Тоня, покраснев, потянулась к жакету, и от краски еще моложе, еще более девичьим стало ее лицо, а приколола шляпу - сразу все юное, трепетное и чистое сгинуло.
И вновь стояла перед Гиляровым неверная женщина, хотя и с зовущими губами, но поблекшая и уставшая - облик, какой встречаешь на рассвете в ночном ресторане с дутыми мавританскими колоннами, у кадушки с высохшим филодендроном, когда линолеум липок от пролитого ликера, и окурки противно пристают к подошве.
Уходя, она только сказала "спасибо", а уж с перрона вдруг крикнула в окно:
- Господин комиссар!
Гиляров глянул в окно.
- Я хочу вам сказать.
- Слушаю, - проговорил Гиляров.
- Я хочу попросить вас… Ничего… - махнула она рукой и отошла. Белое платье исчезло за мохнатой буркой, потом вынырнуло за красным башлыком, снова показалось вдали - и потонуло в крикливой, галдящей, движущейся взад и вперед толпе. Долго не отходил Гиляров от окна, все ждал, не мелькнут ли васильки на желтой соломенной шляпе с нависшими полями, под которыми словно нарочно удлиненные глаза так часто и так удивительно меняются, то притягивая к себе, то отталкивая, как вот сразу оттолкнули накрашенные губы. И опять подумалось: "Зачем это она… напрасно", и внезапно потянуло к нацарапанным строчкам в углу - снова на них взглянуть, снова прочесть о том, как без Бога умирают все души, прочесть и - что? Посмеяться над собой, над своей неожиданной чувствительностью, глупой, вздорной, или заново при этом вспомнить и ясно представить себе, как вот несколько минут тому назад светлела в утренних лучах девушка вся в белом, в заплатанных туфельках, и грустно говорила о том, что она умрет, если ее покинут?
И хотя морщился Гиляров, но все же прильнул к кривым строчкам.
III
А в обед Сестрюков иноходцем рыскал по платформе, суетливо шмыгал по вагонам и все искал "барышню Тоничку". Ту самую, дед которой, хоть и в халате, а генерал-губернатор, своими руками угощал вином и просил, как просят родного, присматривать за внучкой. Всюду шарил, и наконец нашел ее и доложил, запыхавшись, что комиссар покорнейше просит пожаловать к обеду. А уже от себя шепотком добавил, что комиссар человек хороший, редкий, не похожий на всех прочих из нынешних новых вылезалок, совестливый, что не след отказываться барышне Тоничке пообедать в "нашем вагоне" и что для этого он, Сестрюков, уже раздобыл в кладовке тот самый приборчик, что некогда служил Тоничке.

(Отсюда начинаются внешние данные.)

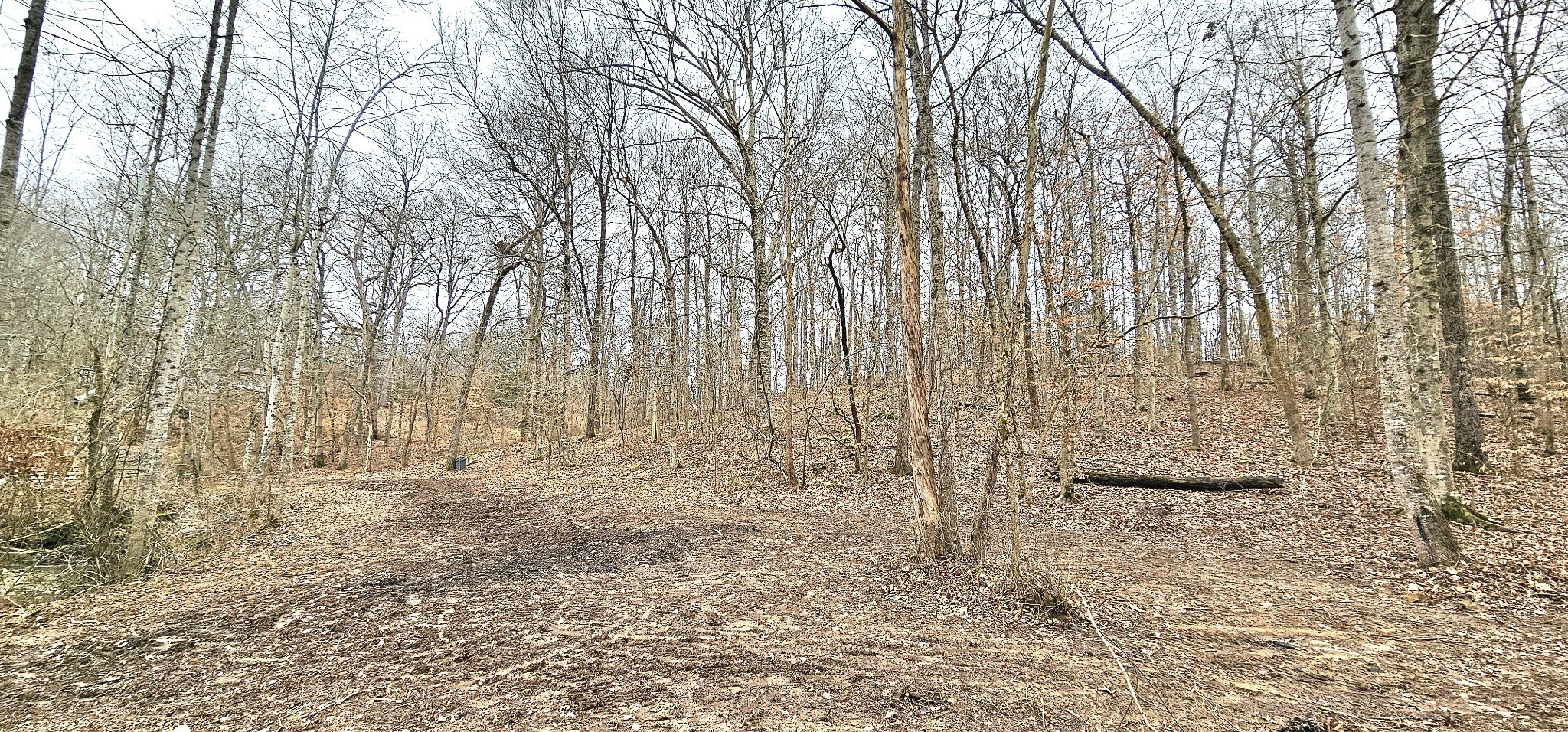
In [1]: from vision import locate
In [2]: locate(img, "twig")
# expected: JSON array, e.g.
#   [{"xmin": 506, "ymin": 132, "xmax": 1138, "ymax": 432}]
[
  {"xmin": 315, "ymin": 684, "xmax": 387, "ymax": 714},
  {"xmin": 1073, "ymin": 588, "xmax": 1157, "ymax": 732}
]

- Синенькие тарелки с золотыми каемками? - спрашивала Тоня, смеялась, а ладонью все же заслонилась от Сестрюкова, будто солнце жгло.
Точно таким же шепотком, после того как Тоня пообещала ему прийти к вечернему чаю и ушла к себе, он докладывал Гилярову о том, что барышня никакого места для себя в третьеклассном вагоне не имеет, что приходится им бог знает где сидеть, на торчке, что воздух там густой, людей напихано, как на свадьбе, все больше мужичков и солдат, не говоря уже о татарах с длиннющими ножами, и по всему видать, что барышня по ночам не спит по причине малого места, а едут они в Харьков, точка в точку по дороге с нами. Рассказывая, умильно и заискивающе заглядывал Гилярову в рот, как собачонка, которая прибежала к хозяину, чтоб потащить его туда, где другая собачонка лежит с перебитой лапой, - и говорил всеми своими движениями, умолял растроганными морщинками вокруг вспотевшего лба, упрашивал растопыренными реденькими усами: "Ну, вымолви заветное слово, ну, прикажи же"…

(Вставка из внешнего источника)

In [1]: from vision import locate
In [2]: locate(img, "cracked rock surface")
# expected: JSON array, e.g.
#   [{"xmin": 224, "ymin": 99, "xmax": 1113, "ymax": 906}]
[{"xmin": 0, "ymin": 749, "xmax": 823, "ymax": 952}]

К чаю Тоня не пришла, и напрасно Сестрюков дважды разогревал самовар и даром дежурил на площадке. Шпоры звенели, и брякали кавказские шашки, но не окликал милый голос: "Сестрюков, это ты?" - а Сестрюков ждал, все не верилось ему, что Тоничка не придет: ведь слово дала. Правда, за обедом она почти звука не проронила, как будто не по себе ей было, но, уходя, она все-таки еще раз сказала, что не обманет, придет, а вот уже и народ на перроне редеет, и давно второй самовар заглох, еще немного - и огни зажгут.
Не выдержал Сестрюков и сбежал - в поиски.
В вагоне на Тонином месте два татарина, разложив платочек, ели овечий сыр, на Тонином чемодане дымились чужие кружки с кипятком.
Лишь к поздним сумеркам Сестрюков разыскал Тоню за плетнем привокзального садика, там, где над сваленными шпалами нависал дряхлый дуб.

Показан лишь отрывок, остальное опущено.